Working together, BYKEA’s motorbike drivers have the capacity to deliver up to 500 ration packs per day.
Working together, BYKEA’s motorbike drivers have the capacity to deliver up to 500 ration packs per day.

“Bykea have the capacity to deliver up to 500 ration packs a day to those families who truly need our help. We are strong together and will come out stronger,” said Abida Malik, the President of Behbud.

The rations are coming at a critical time for many residents in Karachi, such as Amna Hasan, who lost her job working in the stitching department of a local textile producer due to a drop in demand for the company’s products.
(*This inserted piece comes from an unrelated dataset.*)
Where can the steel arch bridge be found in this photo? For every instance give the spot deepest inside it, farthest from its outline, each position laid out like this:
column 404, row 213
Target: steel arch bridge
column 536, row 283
“Our incomes have already dried up and it’s heartening to see caring people in this hour of crisis,” said said Hasan, 40.

With movement restricted, Bykea is also helping to keep its biker network active and earning an income by filling a gap in food ration delivery.

Thirty-nine-year-old Raheel Farhan used to work at a garment factory in Karachi. He is now is a partner motorbike driver for Bykea, able to earn an income to support his family while also supporting his community.

“I love my job because in these unprecedented times we are at the forefront of food ration distribution with the local authorities and civil society organizations,” said Farhan. “My Bykea colleagues and I have distributed rations to thousands of disadvantaged families.”

Bykea has equipped its bikers with personal protective gear such as gloves and masks. The company also added a tool in the app to take drivers’ temperatures.

Bykea is one of the seven portfolio companies of Sarmayacar, one of the first early-stage venture capital funds supporting tech-driven startups in Pakistan. IFC is an investor in Sarmayacar.

“By delivering rations to thousands of households in partnership with the local authorities and civil society, we have been doing our part to fill institutional gaps in these hard times,” said Maayr.